The act of telling these stories also brings an increase in the first-person narrator.  The earlier comics were often narrated by an outside voice or without a narrator, but as the subject matter becomes more internalized, we see the development of a queer autobiographical voice.  These first-person story-comics were some of my favorites in the book including a gay man’s experiences in Israel (“Weekends Abroad” – Eric Orner) and a beautiful retrospective of a relationship (“Emile” – Fabrice Neaud).  The lesbian comics featured use this voice to explore the creation of  lesbian space; a place were a lesbian identity could flourish away from the rules and moulds of heteronormative society.  There is an effort to define and redefine lesbian stereotypes in comics such as “Bitchy Butch, the world’s angriest dyke” (Roberta Gregory) to give them more depth and clarity.  But such redefinitions often fell flat for me because those stereotypes have morphed in the years since those comics into something else entirely.

The move towards re-identity and re-definition of a lesbian or queer experience carries us out of the second section and into the third.  Allison Bechdel gets straight to the point of the with her comic, “Oppressed Minority Cartoonist,” in which the lesbian label is limiting rather than defining and she would rather simply be a cartoonist.  New voices emerge in the form of trans and genderqueer creators and we see an exploration of new ways to be queer and their impact on the preexisting queer community.   The trans voice is fascinating, but I felt like a lot of the comics dealt with issues that I had just seen comics exploring in the first part of the book.  There is a return to the justification of a queer identity against societal pressure and an anxiety about being gay that hadn’t felt as prevalent in the comics of the eighties and nineties.  I don’t know if this is a product of today’s society as being queer is often fetishized by mainstream media while at the same time our social and political rights continue to be jeopardized and attacked.

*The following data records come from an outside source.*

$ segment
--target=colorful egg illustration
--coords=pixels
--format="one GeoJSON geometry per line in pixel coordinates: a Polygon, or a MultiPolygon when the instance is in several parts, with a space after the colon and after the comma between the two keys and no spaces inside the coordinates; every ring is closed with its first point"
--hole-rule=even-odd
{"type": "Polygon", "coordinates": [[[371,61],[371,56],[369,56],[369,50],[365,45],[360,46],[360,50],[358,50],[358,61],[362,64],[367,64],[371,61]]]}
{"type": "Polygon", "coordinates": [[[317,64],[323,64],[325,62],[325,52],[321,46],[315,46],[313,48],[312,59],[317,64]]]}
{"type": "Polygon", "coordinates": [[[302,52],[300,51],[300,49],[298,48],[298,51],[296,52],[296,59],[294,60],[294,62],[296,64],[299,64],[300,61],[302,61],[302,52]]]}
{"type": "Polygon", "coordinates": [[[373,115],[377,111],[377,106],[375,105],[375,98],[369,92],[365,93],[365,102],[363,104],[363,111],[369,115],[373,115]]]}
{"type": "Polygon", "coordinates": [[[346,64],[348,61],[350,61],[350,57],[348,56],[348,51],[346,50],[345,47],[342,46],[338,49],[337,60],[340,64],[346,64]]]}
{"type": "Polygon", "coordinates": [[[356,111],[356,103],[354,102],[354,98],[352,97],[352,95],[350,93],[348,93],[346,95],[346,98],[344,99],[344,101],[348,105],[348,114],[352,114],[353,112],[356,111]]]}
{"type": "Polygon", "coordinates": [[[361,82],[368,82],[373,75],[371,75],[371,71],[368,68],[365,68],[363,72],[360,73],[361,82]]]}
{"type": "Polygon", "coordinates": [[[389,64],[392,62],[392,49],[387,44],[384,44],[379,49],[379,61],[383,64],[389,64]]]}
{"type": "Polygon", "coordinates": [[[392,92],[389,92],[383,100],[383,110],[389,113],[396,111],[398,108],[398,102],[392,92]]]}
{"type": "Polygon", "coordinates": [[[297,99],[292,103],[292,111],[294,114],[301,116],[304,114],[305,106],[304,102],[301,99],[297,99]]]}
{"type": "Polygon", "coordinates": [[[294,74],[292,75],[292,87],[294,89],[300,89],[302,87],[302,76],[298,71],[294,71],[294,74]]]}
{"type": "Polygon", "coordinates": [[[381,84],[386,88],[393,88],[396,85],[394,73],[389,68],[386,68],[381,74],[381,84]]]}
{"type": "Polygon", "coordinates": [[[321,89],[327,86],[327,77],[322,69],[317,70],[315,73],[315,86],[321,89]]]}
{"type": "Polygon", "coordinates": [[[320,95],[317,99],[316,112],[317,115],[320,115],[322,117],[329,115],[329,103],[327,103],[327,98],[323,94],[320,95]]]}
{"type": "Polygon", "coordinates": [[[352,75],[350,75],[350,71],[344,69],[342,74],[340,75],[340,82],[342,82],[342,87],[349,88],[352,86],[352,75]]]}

As Hall readily admits in his introduction, it is always hard for an anthology to cover everything.  Many of the comics included are selections from longer works and I was often left with a feeling of missing a larger story.  They also struggle with alienating younger readers such as myself.  While stories from the early years of AIDS brought me clarity there were plenty of references and scenes that simply went over my head.  But comics Hall has included present the artist growth and development of a community through four decades and a wonderful piece of queer history.

Danika reviews The Abandoned by Ross Campbell

I learned about The Abandoned from Good Lesbian Books’s Lesbian Fiction list. A lesbian zombie graphic novel?! Sounds too good to be true! I tried to brace myself before reading it. Maybe there would just be gay undertones. Nope! It’s established from the first couple of pages that Rylie is into girls, though romance isn’t really a big plot line in the book. And when I actually got The Abandoned in my hands, it looked even better. A fat lesbian PoC protagonist?! And the art is amazing. Rylie is just as awesome as she looks. She and the other characters in The Abandoned have their own interesting personalities and interactions with each other. Rylie is the only person of colour character, but there are other queer characters. Honestly, the only complaint I have is that there isn’t more! I read The Abandoned in one sitting. Apparently, there were supposed to be two additional volumes, but they got cancelled. I wouldn’t say, as some reviews do, that this volume ended on a cliffhanger, exactly, but it is open-ended. The Abandoned also has some hardcore zombie gore. You do see people torn apart. So if you like zombie gore and lesbians, I highly recommend this!